Das war der Tag, an dem ich aufhörte, meine Mutter anzulügen. 

An den Heimweg kann ich mich nur noch vage erinnern. Ich weiß nur noch, dass meine Mutter immer wieder aufgebracht sagte: „Wenn es sein muss, kämpfe ich für meine Kinder wie eine Löwenmutter!“

Einerseits war der Fall tatsächlich erledigt. Sie hatte mich aus der Misere gerettet, meine Würde wieder hergestellt. Nach außen hin war ich rehabilitiert. 

In mir drinnen aber hatten ihre Worte tiefen Eindruck hinterlassen. Ihr Vertrauen, dessen ich nicht würdig war, machte mir zu schaffen. Dass ich sie angelogen hatte, machte mir zu schaffen. Dass sie an mich glaubte, dass sie mir grundsätzlich Gutes unterstellte, ging mir nicht mehr aus dem Herz. Ihr Glaube an mich war wie glühende Kohlen auf meinem Haupt.

Noch nie im Leben hatte ich mich so geschämt. Noch nie war mir meine Schuld so bewusst geworden. Das Verhalten meiner Mutter wurde für mich zu einem Wendepunkt.  

Als ich viele Jahre später zum Glauben an Gott fand, entdeckte ich bewegende Parallelen zu dieser Geschichte, die mir erneut half, etwas ganz Grundlegendes zu verstehen:

Lange verrenne ich mich in meinen Sünden, tief muss ich oft fallen, bis ich auf die Idee komme, zu Gott zu rennen.

Schnell neige ich auch heute noch dazu, meine Schwächen zu verstecken und eine reine Weste vorzutäuschen.
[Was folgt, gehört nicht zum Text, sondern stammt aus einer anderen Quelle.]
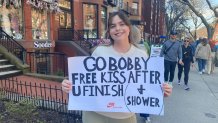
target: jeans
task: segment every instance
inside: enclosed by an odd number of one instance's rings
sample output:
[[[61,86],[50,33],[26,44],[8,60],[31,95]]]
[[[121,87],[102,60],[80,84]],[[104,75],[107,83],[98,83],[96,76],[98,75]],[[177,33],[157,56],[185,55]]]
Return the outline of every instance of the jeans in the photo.
[[[191,62],[190,61],[188,61],[188,62],[183,61],[183,63],[184,63],[184,65],[178,64],[178,79],[181,80],[182,72],[184,69],[184,82],[185,82],[185,85],[188,85]]]
[[[147,119],[149,116],[150,116],[149,114],[142,114],[142,113],[140,113],[140,117],[143,117],[145,119]]]
[[[205,70],[207,60],[206,59],[198,59],[198,70],[199,72],[202,72],[202,70]]]
[[[165,82],[168,82],[168,80],[169,82],[173,82],[176,63],[177,62],[164,60],[164,81]],[[169,74],[170,74],[170,79],[169,79]]]

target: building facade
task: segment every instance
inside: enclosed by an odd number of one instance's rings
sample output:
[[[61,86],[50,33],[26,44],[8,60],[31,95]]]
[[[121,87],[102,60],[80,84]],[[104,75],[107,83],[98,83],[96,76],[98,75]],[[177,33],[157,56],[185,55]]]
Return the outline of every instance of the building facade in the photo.
[[[151,43],[159,42],[159,37],[166,35],[165,0],[144,0],[142,15],[144,37]]]
[[[53,52],[56,41],[72,40],[76,34],[105,38],[109,13],[117,10],[129,15],[144,38],[155,41],[164,34],[165,0],[3,1],[0,26],[28,51]]]
[[[107,38],[109,13],[118,10],[129,16],[141,30],[142,38],[155,41],[164,34],[164,0],[2,1],[0,26],[28,52],[36,53],[33,57],[37,58],[41,57],[39,52],[62,52],[67,57],[90,55],[92,41]],[[58,65],[47,54],[43,61],[29,61],[36,64],[36,70],[45,66],[53,71],[53,66]]]
[[[55,7],[56,2],[50,1],[3,0],[0,26],[29,51],[52,50],[55,47]]]

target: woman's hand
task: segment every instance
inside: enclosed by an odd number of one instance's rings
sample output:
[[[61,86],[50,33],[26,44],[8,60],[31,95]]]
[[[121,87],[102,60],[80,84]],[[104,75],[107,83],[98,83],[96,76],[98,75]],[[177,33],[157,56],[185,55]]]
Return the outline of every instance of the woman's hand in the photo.
[[[66,93],[69,93],[72,90],[72,83],[69,80],[63,80],[62,83],[62,90]]]
[[[163,83],[164,96],[168,97],[172,94],[172,86],[167,83]]]
[[[184,65],[184,63],[182,62],[181,59],[179,60],[179,64],[182,65],[182,66]]]

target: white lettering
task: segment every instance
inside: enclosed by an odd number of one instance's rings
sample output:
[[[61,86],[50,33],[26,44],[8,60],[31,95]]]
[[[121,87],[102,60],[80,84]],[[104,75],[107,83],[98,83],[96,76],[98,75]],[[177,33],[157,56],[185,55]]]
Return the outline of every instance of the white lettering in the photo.
[[[48,47],[52,47],[52,43],[51,42],[38,42],[35,41],[34,42],[34,48],[48,48]]]

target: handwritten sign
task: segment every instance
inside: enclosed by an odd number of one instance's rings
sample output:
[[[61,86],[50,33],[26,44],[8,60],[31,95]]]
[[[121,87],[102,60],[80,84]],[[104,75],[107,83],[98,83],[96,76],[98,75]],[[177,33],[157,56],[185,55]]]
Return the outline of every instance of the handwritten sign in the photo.
[[[160,56],[162,46],[151,46],[151,57]]]
[[[163,115],[161,57],[68,58],[69,110]]]

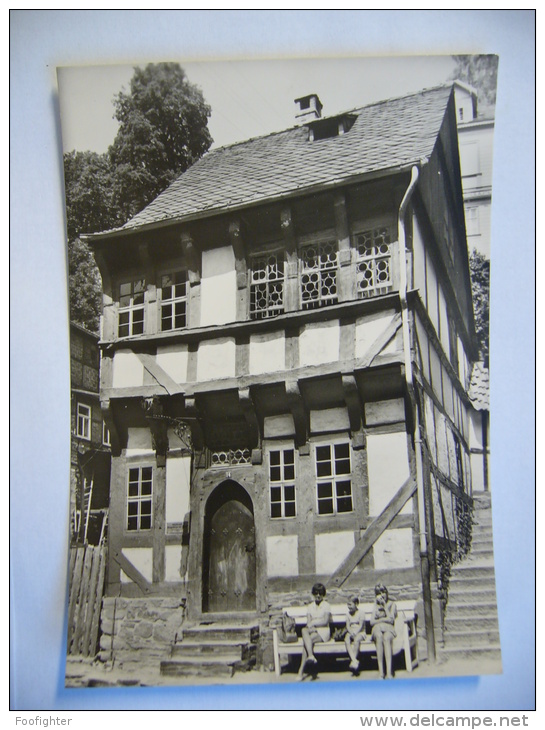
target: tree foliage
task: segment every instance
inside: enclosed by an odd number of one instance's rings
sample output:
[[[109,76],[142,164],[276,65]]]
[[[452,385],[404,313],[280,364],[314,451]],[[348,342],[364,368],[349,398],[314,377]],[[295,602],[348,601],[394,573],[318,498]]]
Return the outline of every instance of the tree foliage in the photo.
[[[130,92],[120,92],[114,106],[115,204],[128,219],[208,150],[210,107],[177,63],[135,68]]]
[[[453,56],[456,61],[451,78],[464,81],[479,92],[479,103],[493,106],[496,103],[498,82],[498,56]]]
[[[490,261],[477,249],[469,256],[475,330],[479,342],[479,357],[488,364],[489,357],[489,302],[490,302]]]
[[[176,63],[135,68],[130,92],[113,103],[119,130],[108,152],[64,155],[70,317],[92,331],[101,281],[79,236],[126,223],[212,144],[210,107]]]

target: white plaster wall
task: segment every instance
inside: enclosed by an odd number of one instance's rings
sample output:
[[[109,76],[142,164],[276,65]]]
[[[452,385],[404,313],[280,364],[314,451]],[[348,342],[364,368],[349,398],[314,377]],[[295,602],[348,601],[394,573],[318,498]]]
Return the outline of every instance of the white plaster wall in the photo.
[[[266,439],[282,438],[294,434],[295,424],[293,416],[289,413],[280,416],[265,416],[263,419],[263,436]]]
[[[333,573],[354,545],[353,532],[326,532],[316,535],[316,573]]]
[[[428,314],[435,331],[439,334],[439,304],[437,301],[437,278],[430,255],[426,253],[426,290],[428,294]]]
[[[310,430],[312,433],[350,431],[348,411],[346,408],[327,408],[324,411],[311,411]]]
[[[250,375],[276,373],[286,369],[283,332],[250,337]]]
[[[197,380],[235,377],[235,339],[222,337],[201,342],[197,359]]]
[[[297,535],[271,535],[267,538],[267,575],[299,575]]]
[[[393,312],[371,315],[356,322],[356,358],[363,358],[375,340],[386,330]]]
[[[369,514],[379,515],[410,476],[407,434],[368,434]],[[412,513],[412,500],[401,514]]]
[[[391,398],[365,404],[365,422],[368,426],[405,421],[403,398]]]
[[[474,492],[484,491],[484,464],[482,454],[471,454],[471,487]],[[466,485],[466,488],[469,488],[469,485]]]
[[[167,525],[172,522],[183,522],[189,512],[189,484],[191,474],[191,458],[167,456],[166,504],[165,516]]]
[[[141,573],[148,583],[152,582],[153,578],[153,550],[152,548],[128,548],[125,547],[121,551],[123,555],[129,560],[136,570]],[[121,582],[132,583],[129,576],[121,571]]]
[[[127,455],[151,454],[155,456],[149,428],[129,426],[127,430],[127,449],[125,453]]]
[[[386,530],[373,545],[376,570],[414,566],[413,533],[409,527]]]
[[[201,325],[236,319],[237,275],[231,246],[202,252]]]
[[[170,375],[175,383],[187,380],[187,345],[166,345],[157,348],[157,365]]]
[[[308,324],[299,337],[299,362],[305,365],[322,365],[339,361],[339,322]]]
[[[424,305],[427,302],[426,292],[426,249],[422,240],[422,233],[418,219],[413,216],[413,270],[414,288],[420,291]]]
[[[441,321],[441,344],[447,357],[449,357],[449,335],[448,335],[448,314],[447,314],[447,302],[445,295],[443,294],[442,287],[439,287],[439,317]]]
[[[179,583],[182,580],[180,575],[181,557],[181,545],[165,546],[165,581],[167,583]]]
[[[144,382],[144,366],[132,350],[118,350],[114,355],[112,386],[132,388]]]

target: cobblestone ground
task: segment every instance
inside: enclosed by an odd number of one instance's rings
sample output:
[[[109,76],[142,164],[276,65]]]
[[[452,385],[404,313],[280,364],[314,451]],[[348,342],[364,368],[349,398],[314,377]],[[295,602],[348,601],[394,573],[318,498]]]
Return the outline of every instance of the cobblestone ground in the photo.
[[[501,665],[494,661],[475,662],[475,659],[444,661],[431,664],[426,660],[420,662],[412,672],[405,669],[396,671],[395,679],[418,679],[423,677],[475,676],[481,674],[500,674]],[[295,672],[285,672],[276,677],[274,672],[252,670],[237,672],[233,677],[163,677],[159,672],[159,662],[154,661],[148,667],[112,666],[88,659],[69,657],[66,663],[66,687],[161,687],[188,685],[244,685],[244,684],[291,684],[296,682]],[[305,677],[304,682],[361,682],[380,681],[374,669],[364,669],[357,677],[344,669],[324,671],[317,679]],[[387,680],[392,681],[392,680]]]

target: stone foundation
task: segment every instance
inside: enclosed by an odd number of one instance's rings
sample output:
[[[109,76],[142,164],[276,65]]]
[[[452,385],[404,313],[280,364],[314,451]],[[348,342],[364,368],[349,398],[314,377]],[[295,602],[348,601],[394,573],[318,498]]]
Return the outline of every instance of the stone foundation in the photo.
[[[105,598],[99,659],[122,666],[165,658],[184,612],[179,598]]]

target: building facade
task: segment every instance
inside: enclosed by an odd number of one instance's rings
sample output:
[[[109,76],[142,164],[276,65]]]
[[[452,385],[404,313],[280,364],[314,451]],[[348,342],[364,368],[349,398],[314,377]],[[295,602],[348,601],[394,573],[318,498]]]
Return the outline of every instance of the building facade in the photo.
[[[281,607],[317,580],[331,600],[384,582],[419,602],[428,655],[440,638],[471,537],[477,357],[454,92],[297,103],[297,126],[209,152],[87,237],[114,653],[252,616],[268,667]],[[137,641],[112,628],[119,598],[170,613]]]
[[[70,541],[99,545],[110,499],[110,439],[99,397],[98,335],[70,323]]]

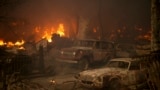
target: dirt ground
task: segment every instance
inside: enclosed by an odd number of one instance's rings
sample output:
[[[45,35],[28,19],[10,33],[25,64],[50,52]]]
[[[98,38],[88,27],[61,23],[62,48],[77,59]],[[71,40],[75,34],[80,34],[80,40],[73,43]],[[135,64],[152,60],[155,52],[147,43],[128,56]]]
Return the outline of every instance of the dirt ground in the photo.
[[[53,75],[34,77],[29,80],[32,83],[38,84],[36,86],[40,88],[37,90],[93,90],[80,87],[74,78],[80,70],[72,64],[66,65],[64,63],[55,63],[54,57],[56,57],[56,55],[56,50],[50,50],[50,52],[45,56],[46,72],[52,73]],[[49,67],[49,69],[47,67]]]
[[[8,79],[7,90],[84,90],[76,89],[78,84],[74,76],[78,73],[77,70],[72,69],[70,72],[56,75],[34,74],[23,79],[15,74]]]
[[[68,70],[68,73],[32,78],[30,81],[40,84],[44,90],[86,90],[85,88],[79,87],[76,83],[74,76],[77,73],[78,71],[76,69],[71,69]]]

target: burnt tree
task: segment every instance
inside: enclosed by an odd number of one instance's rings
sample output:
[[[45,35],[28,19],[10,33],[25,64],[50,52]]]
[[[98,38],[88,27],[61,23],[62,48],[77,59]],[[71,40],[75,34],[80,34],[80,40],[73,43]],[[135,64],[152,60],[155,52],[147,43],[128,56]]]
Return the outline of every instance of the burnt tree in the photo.
[[[160,90],[160,0],[151,0],[151,51],[148,82],[151,90]]]
[[[152,39],[151,50],[160,50],[160,0],[152,0],[151,2],[151,27]]]

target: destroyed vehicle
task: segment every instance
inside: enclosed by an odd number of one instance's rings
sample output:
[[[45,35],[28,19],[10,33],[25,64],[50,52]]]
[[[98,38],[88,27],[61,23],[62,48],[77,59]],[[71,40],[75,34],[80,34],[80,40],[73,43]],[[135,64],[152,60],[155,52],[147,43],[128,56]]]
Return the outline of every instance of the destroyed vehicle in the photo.
[[[115,56],[114,43],[101,40],[76,40],[70,48],[61,49],[56,61],[77,64],[85,70],[95,62],[107,62]]]
[[[116,57],[126,58],[137,56],[135,45],[129,43],[117,43],[116,44]]]
[[[142,66],[138,59],[116,58],[111,59],[103,68],[82,71],[75,78],[84,87],[135,90],[147,86],[147,71]]]

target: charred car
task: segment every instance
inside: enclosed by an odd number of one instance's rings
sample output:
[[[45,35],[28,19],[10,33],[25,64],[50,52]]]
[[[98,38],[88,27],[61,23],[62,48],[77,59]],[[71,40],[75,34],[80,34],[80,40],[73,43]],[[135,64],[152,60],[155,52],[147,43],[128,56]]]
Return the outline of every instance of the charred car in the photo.
[[[70,48],[61,49],[58,62],[77,64],[80,69],[88,69],[95,62],[107,62],[115,56],[114,43],[102,40],[76,40]]]
[[[147,71],[140,60],[116,58],[103,68],[82,71],[75,78],[84,87],[128,90],[146,87],[146,75]]]

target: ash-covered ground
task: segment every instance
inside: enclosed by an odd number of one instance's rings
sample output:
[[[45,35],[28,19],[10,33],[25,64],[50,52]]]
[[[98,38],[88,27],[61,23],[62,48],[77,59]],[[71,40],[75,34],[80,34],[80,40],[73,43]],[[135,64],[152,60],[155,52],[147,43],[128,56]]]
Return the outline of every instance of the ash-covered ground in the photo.
[[[13,73],[7,76],[7,90],[77,90],[75,75],[80,72],[73,65],[55,63],[57,50],[44,55],[44,72],[33,70],[30,75]]]

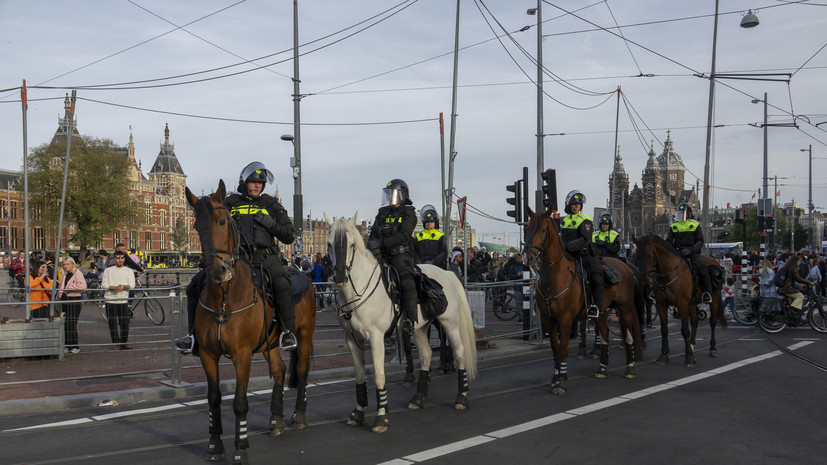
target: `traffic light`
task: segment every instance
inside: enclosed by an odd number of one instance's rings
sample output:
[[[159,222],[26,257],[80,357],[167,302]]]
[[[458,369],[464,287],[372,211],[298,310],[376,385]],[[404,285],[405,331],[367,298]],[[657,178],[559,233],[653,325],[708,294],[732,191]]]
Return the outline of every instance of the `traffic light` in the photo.
[[[551,205],[552,211],[557,211],[557,171],[549,168],[542,173],[543,178],[543,206]]]
[[[774,216],[767,216],[764,218],[764,228],[765,229],[773,229],[775,227],[775,217]]]
[[[764,223],[765,223],[765,222],[764,222],[764,218],[765,218],[765,217],[764,217],[763,215],[759,215],[759,216],[758,216],[758,230],[759,230],[759,231],[763,231],[764,229],[766,229],[766,228],[764,227]]]
[[[744,222],[744,209],[738,208],[735,210],[735,222],[736,223],[743,223]]]
[[[522,189],[523,181],[515,181],[514,184],[509,186],[505,186],[505,190],[508,192],[513,192],[513,196],[509,196],[505,199],[509,205],[514,205],[514,210],[506,211],[506,215],[514,218],[514,221],[517,223],[523,222],[523,189]]]

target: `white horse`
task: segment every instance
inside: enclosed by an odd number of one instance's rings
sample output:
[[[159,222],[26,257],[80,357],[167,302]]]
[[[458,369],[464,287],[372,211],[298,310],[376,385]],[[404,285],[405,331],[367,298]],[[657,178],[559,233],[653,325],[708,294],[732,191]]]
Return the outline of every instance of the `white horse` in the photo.
[[[365,248],[362,235],[356,229],[356,215],[350,220],[338,219],[330,226],[327,247],[333,261],[334,281],[339,289],[339,324],[345,330],[345,340],[353,356],[356,370],[356,408],[350,413],[348,425],[360,425],[365,421],[368,391],[365,381],[365,345],[373,350],[373,367],[376,380],[377,415],[373,431],[388,430],[388,391],[385,388],[385,333],[394,324],[394,305],[382,283],[382,269],[373,255]],[[465,290],[456,275],[433,265],[420,265],[422,272],[442,285],[448,308],[437,317],[448,334],[454,358],[457,361],[459,392],[454,406],[468,408],[468,381],[477,375],[477,347],[474,325]],[[408,408],[424,406],[431,380],[431,347],[427,330],[431,324],[418,310],[418,322],[414,328],[414,340],[419,349],[421,369],[417,392]]]

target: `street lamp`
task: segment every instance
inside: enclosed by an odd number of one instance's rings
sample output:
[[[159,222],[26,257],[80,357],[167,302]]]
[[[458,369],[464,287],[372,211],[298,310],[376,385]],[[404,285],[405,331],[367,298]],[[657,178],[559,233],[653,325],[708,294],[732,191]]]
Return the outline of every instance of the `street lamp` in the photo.
[[[290,157],[290,167],[293,168],[293,230],[296,235],[293,244],[293,258],[301,256],[303,250],[303,226],[302,221],[302,167],[299,158],[299,146],[292,134],[283,134],[281,140],[293,144],[293,156]]]
[[[715,0],[715,20],[712,28],[712,68],[709,72],[709,108],[706,119],[706,156],[704,157],[704,199],[703,199],[703,228],[706,239],[709,240],[709,158],[712,151],[712,109],[715,103],[715,48],[718,43],[718,2]],[[749,20],[747,17],[749,16]],[[758,25],[758,17],[750,11],[741,20],[741,27],[748,29]],[[766,100],[766,99],[764,99]],[[766,173],[764,173],[766,178]],[[764,189],[766,196],[766,188]]]
[[[543,1],[537,0],[537,8],[529,8],[526,14],[537,15],[537,190],[534,193],[534,210],[543,211],[543,178],[545,171],[543,150]],[[526,204],[528,199],[525,199]]]
[[[810,197],[807,200],[807,207],[810,209],[810,247],[811,250],[817,250],[813,248],[815,247],[815,237],[813,237],[813,144],[810,144],[809,148],[801,149],[801,151],[810,152]],[[821,247],[819,247],[818,249],[821,249]]]

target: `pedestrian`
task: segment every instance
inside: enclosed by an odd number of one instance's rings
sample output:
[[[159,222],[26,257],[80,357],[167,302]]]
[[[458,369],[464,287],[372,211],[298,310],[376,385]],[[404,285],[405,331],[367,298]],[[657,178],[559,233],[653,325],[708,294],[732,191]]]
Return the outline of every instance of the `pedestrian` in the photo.
[[[784,273],[784,285],[778,289],[778,293],[787,296],[790,299],[790,307],[794,308],[796,315],[801,316],[801,309],[804,304],[804,294],[797,288],[796,283],[813,286],[815,283],[807,281],[802,278],[798,272],[801,264],[801,255],[793,255],[784,265],[784,268],[778,270],[779,273]]]
[[[98,269],[99,273],[103,273],[103,270],[106,269],[106,264],[109,261],[109,252],[106,249],[98,250],[98,258],[95,259],[95,267]]]
[[[776,299],[778,298],[778,287],[775,283],[775,270],[769,260],[761,260],[761,271],[758,275],[758,284],[760,286],[760,295],[763,298]]]
[[[816,261],[813,258],[809,260],[809,265],[810,270],[809,273],[807,273],[807,280],[815,283],[816,295],[821,295],[821,269],[819,269],[819,267],[816,266]]]
[[[66,345],[63,352],[77,354],[80,352],[78,347],[78,318],[83,308],[83,304],[79,300],[82,298],[82,291],[86,289],[86,278],[77,268],[72,257],[64,258],[61,267],[63,268],[63,277],[60,279],[57,300],[62,302],[61,311],[65,318],[63,332]]]
[[[116,250],[112,254],[115,265],[110,266],[103,272],[101,288],[106,292],[106,318],[109,320],[109,336],[112,343],[117,344],[120,350],[130,350],[132,347],[126,345],[129,339],[129,290],[135,287],[135,273],[124,265],[127,260],[126,253]]]
[[[11,261],[9,269],[14,271],[14,280],[17,282],[17,287],[23,287],[26,275],[26,252],[21,250],[17,253],[17,257]]]
[[[49,318],[49,302],[52,300],[52,278],[49,267],[44,261],[38,261],[29,274],[31,289],[32,318]]]
[[[462,252],[451,252],[451,271],[457,275],[459,282],[462,282]]]
[[[733,286],[735,280],[732,278],[726,279],[726,284],[721,287],[721,298],[724,299],[724,315],[731,315],[735,311],[735,294],[733,293]]]

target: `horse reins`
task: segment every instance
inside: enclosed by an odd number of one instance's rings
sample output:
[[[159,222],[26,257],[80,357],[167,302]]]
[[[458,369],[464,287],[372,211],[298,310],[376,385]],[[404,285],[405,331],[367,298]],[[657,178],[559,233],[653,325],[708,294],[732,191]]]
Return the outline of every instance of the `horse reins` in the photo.
[[[546,227],[544,228],[544,233],[543,233],[543,245],[545,245],[546,240],[549,239],[548,221],[549,221],[548,219],[545,220]],[[558,258],[557,260],[547,260],[545,258],[546,248],[544,246],[537,246],[537,245],[534,245],[533,243],[531,245],[529,245],[529,250],[535,250],[535,249],[537,250],[537,258],[539,259],[539,262],[540,262],[540,264],[537,267],[537,271],[538,271],[537,275],[540,277],[540,279],[542,279],[543,274],[545,274],[545,272],[548,272],[548,275],[549,275],[548,287],[549,287],[549,290],[551,290],[551,269],[552,269],[552,267],[554,267],[554,265],[556,265],[556,264],[563,261],[563,259],[566,257],[566,251],[565,251],[565,249],[561,250],[560,251],[560,258]],[[544,263],[548,264],[547,268],[542,268],[542,264],[544,264]],[[544,295],[543,291],[542,291],[543,287],[539,286],[539,285],[537,286],[537,294],[539,294],[540,297],[542,297],[546,301],[546,308],[547,309],[551,307],[551,302],[553,300],[555,300],[558,297],[560,297],[561,295],[565,294],[569,289],[571,289],[571,286],[574,284],[574,281],[576,279],[575,273],[571,269],[569,269],[568,271],[569,271],[569,273],[571,273],[571,281],[569,281],[569,284],[568,284],[568,286],[566,286],[565,289],[558,292],[554,296],[549,297],[549,296]]]

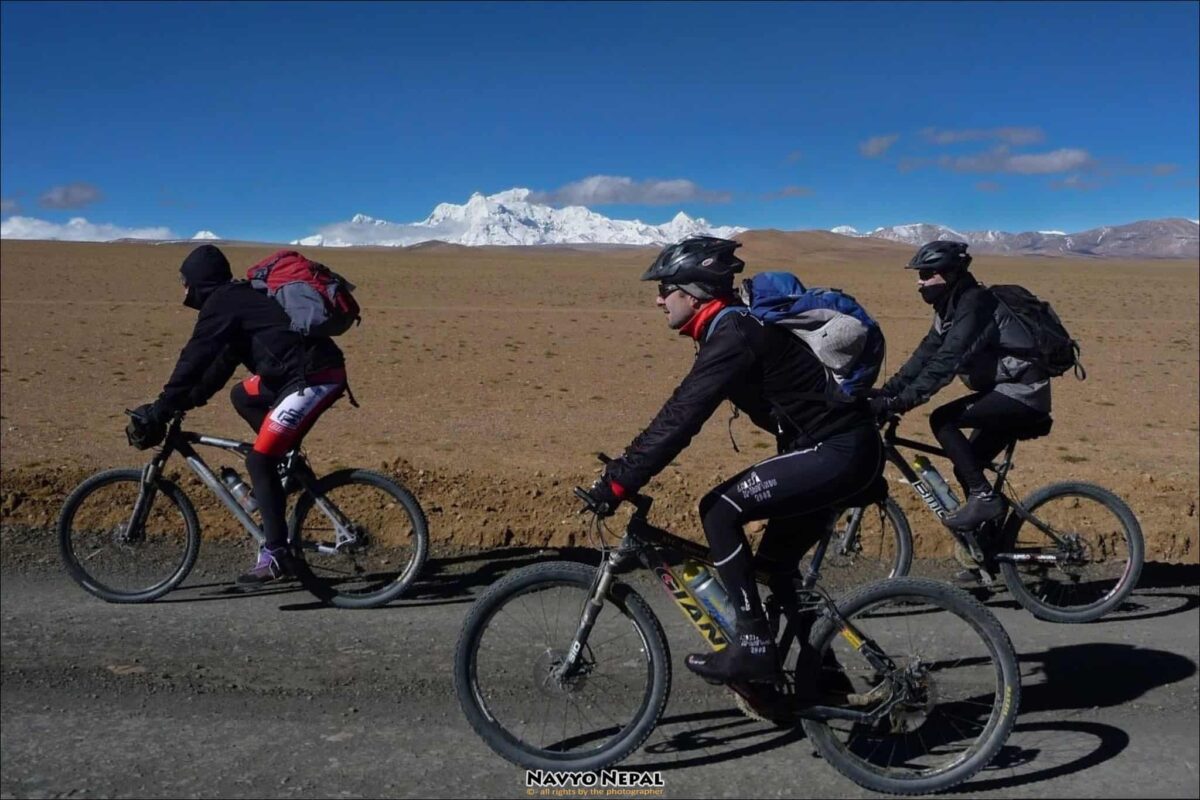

Unbegreiflich bleibt die Erkenntnis, dass Gottes Gnade sich nie erschöpft. Dass da Einer ist, der größer ist als ich, dessen Liebe ich nie verlieren kann, der zu mir hält wenn ich falle und mich wieder aufrichtet und mir meine Würde zurückgibt. Solidarität bis zum Abwinken. 

Vielleicht macht es gerade diese Erfahrung leicht für mich, daran zu glauben, dass Gott mich liebt trotz unreiner Weste. Vielleicht war sie der Anfang eines lebenslangen Lernprozesses, dazu zu stehen, wenn ich Mist gebaut habe, die Achtung vor mir selbst nicht zu verlieren, wenn ich mal wieder gefallen bin. Gott ist Liebe - er kann nicht anders – er liebt mich.  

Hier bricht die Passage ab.